Thursday, August 15, 2013

Loggers, Logging, and Log Rafts

Forest products are big business in B.C., and Dean Channel is clearly an important resource center. Logging equipment and camps were active here and there along the shore...

...and logging roads, old and new, wound along the slopes heading up into nearby valleys. I wonder how long it takes for new growth to mature and be ready to harvest.

The chart for Jenny Bay indicated a tempting spot to anchor, tucked away in a small niche behind a point. It must have been a great spot -  two logging camp barges were already situated there. We could have shared the bay, but the other mooring sites would not be as protected from afternoon winds and chop as that little niche. We moved on.

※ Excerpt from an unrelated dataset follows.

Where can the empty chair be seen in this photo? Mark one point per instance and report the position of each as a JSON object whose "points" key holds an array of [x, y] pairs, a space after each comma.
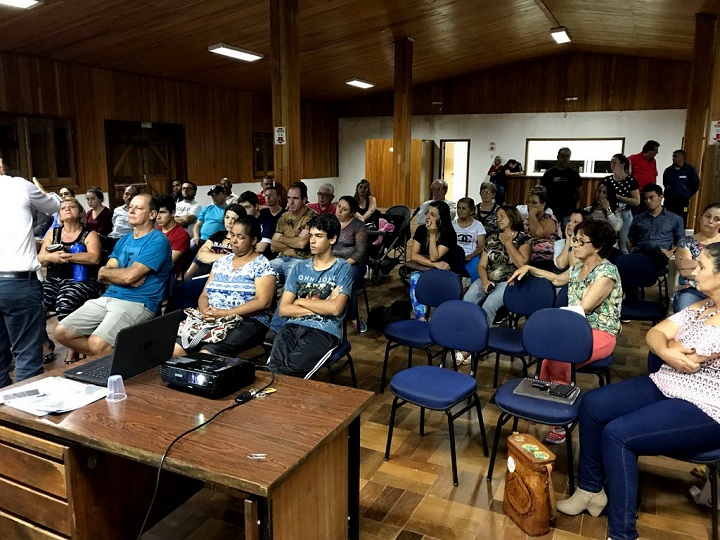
{"points": [[439, 389], [434, 287]]}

This old hulk was interesting to view and puzzle over. I wonder what its function was, and how and when did it end up on shore and upside down? 

Here's a puzzle: there are bushes on shore behind this log skid indicating it is no longer used, but there is a raft with fresh logs at the foot of the skid. Does the rusty metal skid indicate disuse or daily contact with salt water? I wonder. 

The logger manning the tiny yard tug had to work hard to tighten up the boom chains, doing the job the same way it has been done for decades... by hand. Obviously, logging is not for wimps. I wonder how much technology has changed the process over time, especially in remote areas? I wonder about a lot of things.